ベラトールFC、トーナメントは大混戦
中村アイアン浩士が勝利し、上田将勝が敗れたシーズン6バンタム級トーナメント。今大会では残りの準々決勝2試合、アレクシス・ヴィラ×ルイス・ノゲイラ、エド・ウェスト×マルコ・ロウロが行われる。シーズン5トーナメント準優勝のヴィラは、抜群のレスリング能力と破壊力のある打撃を誇るが、各局面での技術が融合してきたMMAにあって、あまりにもレスリングに特化しすぎたきらいがある。加えて、打撃も力任せで単調であることは否定できない。
あれだけ日本のマットで、トップ選手からスタンドの状態でバックに回ってきたロウロだが、ケージという隙間のない、そしてサークルの試合場では、打撃のプレッシャーを与えて自らの展開に持ち込む試合が、なかなか見られない。
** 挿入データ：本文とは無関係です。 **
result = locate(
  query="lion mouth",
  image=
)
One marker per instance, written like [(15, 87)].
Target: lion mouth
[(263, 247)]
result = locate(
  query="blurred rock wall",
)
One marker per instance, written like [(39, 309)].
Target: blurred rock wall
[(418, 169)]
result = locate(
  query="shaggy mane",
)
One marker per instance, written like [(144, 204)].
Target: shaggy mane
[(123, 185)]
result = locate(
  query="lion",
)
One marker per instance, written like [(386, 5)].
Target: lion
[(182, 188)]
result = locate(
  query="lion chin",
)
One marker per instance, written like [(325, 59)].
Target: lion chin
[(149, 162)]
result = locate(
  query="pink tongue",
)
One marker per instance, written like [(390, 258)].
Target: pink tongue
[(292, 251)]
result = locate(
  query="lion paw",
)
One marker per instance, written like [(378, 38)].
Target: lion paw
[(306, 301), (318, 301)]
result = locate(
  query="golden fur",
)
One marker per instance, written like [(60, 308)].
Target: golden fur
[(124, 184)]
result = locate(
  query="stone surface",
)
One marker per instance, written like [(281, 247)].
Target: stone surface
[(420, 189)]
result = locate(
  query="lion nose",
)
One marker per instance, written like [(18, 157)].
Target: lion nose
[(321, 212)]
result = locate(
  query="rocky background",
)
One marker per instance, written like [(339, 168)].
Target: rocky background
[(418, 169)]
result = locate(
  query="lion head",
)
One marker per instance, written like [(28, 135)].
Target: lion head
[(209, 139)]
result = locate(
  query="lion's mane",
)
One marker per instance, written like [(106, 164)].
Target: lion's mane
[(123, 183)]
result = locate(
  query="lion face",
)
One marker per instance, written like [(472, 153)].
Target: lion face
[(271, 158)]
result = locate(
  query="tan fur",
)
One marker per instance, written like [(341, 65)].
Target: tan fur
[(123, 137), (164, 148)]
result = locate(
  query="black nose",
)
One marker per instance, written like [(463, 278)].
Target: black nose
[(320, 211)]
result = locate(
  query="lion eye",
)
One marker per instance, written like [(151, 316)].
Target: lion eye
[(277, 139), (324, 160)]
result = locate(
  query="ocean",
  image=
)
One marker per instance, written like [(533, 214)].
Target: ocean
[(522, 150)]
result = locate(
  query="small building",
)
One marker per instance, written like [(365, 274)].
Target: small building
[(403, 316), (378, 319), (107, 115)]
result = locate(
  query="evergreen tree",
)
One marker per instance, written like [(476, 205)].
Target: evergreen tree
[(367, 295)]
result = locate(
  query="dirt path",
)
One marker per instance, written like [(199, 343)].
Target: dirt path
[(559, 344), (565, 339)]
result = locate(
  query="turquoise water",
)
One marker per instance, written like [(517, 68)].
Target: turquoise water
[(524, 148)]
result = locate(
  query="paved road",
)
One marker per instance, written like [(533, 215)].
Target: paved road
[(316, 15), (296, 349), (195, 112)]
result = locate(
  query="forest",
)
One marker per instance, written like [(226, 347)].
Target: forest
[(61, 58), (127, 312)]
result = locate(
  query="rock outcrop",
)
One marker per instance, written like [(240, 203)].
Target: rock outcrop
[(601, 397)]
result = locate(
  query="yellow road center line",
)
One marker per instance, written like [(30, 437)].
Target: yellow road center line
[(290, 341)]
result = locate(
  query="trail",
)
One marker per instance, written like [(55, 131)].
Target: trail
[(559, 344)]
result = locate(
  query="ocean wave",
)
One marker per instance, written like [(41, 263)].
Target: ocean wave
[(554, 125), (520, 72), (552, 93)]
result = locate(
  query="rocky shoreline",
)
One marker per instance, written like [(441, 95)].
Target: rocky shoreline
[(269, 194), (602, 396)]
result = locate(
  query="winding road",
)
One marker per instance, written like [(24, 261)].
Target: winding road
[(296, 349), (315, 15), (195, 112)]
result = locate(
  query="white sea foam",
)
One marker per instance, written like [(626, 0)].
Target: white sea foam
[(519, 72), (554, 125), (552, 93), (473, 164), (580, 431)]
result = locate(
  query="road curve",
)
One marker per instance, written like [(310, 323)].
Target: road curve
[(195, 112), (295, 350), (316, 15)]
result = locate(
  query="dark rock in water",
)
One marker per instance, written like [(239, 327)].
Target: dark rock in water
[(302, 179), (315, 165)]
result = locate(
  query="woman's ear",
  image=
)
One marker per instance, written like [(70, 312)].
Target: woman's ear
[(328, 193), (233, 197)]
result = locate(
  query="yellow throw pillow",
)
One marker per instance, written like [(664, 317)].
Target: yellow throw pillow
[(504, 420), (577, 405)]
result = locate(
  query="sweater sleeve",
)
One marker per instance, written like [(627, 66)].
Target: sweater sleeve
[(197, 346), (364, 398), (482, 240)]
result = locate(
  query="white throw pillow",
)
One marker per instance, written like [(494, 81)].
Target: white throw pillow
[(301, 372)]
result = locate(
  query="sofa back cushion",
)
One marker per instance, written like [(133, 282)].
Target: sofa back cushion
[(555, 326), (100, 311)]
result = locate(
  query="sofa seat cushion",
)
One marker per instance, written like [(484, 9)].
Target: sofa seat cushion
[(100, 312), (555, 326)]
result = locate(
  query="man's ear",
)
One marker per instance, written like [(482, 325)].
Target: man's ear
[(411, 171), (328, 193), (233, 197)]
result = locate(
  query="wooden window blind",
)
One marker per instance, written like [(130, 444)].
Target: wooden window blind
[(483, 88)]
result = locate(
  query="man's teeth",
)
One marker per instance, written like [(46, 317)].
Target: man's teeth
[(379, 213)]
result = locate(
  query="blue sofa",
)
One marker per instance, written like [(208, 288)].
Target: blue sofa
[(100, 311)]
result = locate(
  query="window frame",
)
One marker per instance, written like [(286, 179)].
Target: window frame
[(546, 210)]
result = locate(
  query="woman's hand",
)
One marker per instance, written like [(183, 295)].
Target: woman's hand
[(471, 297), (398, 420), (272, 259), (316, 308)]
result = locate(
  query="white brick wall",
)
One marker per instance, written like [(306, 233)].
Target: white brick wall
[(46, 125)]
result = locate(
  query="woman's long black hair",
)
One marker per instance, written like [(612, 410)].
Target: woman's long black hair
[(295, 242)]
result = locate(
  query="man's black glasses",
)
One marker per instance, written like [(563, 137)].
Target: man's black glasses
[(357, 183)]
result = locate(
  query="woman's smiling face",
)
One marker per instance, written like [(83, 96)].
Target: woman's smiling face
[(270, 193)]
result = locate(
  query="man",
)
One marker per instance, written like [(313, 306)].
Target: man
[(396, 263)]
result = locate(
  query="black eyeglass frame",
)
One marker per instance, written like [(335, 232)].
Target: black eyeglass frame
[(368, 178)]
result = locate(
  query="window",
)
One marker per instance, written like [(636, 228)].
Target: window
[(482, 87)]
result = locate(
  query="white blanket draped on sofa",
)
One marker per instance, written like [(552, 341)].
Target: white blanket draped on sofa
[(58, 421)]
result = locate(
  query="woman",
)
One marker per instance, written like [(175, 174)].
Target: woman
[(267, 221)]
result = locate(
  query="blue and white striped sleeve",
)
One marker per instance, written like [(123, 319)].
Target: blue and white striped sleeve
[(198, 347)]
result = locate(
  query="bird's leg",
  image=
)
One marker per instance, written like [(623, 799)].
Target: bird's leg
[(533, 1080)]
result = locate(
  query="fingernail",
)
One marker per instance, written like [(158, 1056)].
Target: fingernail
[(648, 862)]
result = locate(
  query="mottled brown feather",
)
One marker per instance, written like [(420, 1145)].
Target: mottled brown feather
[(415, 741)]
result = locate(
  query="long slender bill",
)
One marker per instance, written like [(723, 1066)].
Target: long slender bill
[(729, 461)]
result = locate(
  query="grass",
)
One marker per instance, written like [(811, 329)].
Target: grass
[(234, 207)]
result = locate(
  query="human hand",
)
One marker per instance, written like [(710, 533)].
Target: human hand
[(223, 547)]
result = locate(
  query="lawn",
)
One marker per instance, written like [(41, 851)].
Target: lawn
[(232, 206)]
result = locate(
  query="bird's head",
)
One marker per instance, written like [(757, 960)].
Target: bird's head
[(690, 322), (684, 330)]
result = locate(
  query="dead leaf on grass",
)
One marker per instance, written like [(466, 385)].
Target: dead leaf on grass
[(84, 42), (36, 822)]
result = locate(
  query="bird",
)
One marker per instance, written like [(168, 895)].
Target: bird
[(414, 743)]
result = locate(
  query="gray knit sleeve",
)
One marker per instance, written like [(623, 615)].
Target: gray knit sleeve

しかし、WEC参戦時と違い、自分のリズムでなくても、打撃で試合を作ることができるようにもなっている。ウェストの手数とライトタッチのストライキングの中に、倒せるパンチが見られないようなら、ロウロは怒涛の寄りを見せることができるはず。
逆にウェストがスコアリング重視のように思わせた打撃から、力のあるパンチや蹴りを織り交ぜるようなことになれば、そのポイントアウトMMAは、より完璧さを増す。そんな彼らがトーナメントを制した際に、晴れて挑戦権を得ることとなる世界戦。一昨年のシーズン3バンタム級トーナメントの決勝で、ウェストを下し世界王座を獲得したマコウスキーだが、トーナメントのクオリティは、ドゥドゥが制したシーズン5の方が一枚も二枚も上だったことは確か。
咥えたチャンピオンは昨年、キャリア11連勝中だったとはいえ、無名のチャド・ロビンショーやライアン・ロバーツとノンタイトル戦を行ったのみ。実戦で揉まれているのは挑戦者であることは間違いない。得意の組み技とはいえ、ドゥドゥの技術はマコウスキーのソレを上回ることもあり、王者としてはケージに押し込んで、テイクダウン狙い、あるいは細かい打撃で削った上での体力勝負を仕掛けたいところだ。
大本命マルロン・サンドロが一足先に出場を決めたフェザー級ファイナルへの出場を賭けた準決勝は、ロニー・マンに鋭いパウンドを決めたマイク・コーリーの勢いが持続しているかが、気になる点だ。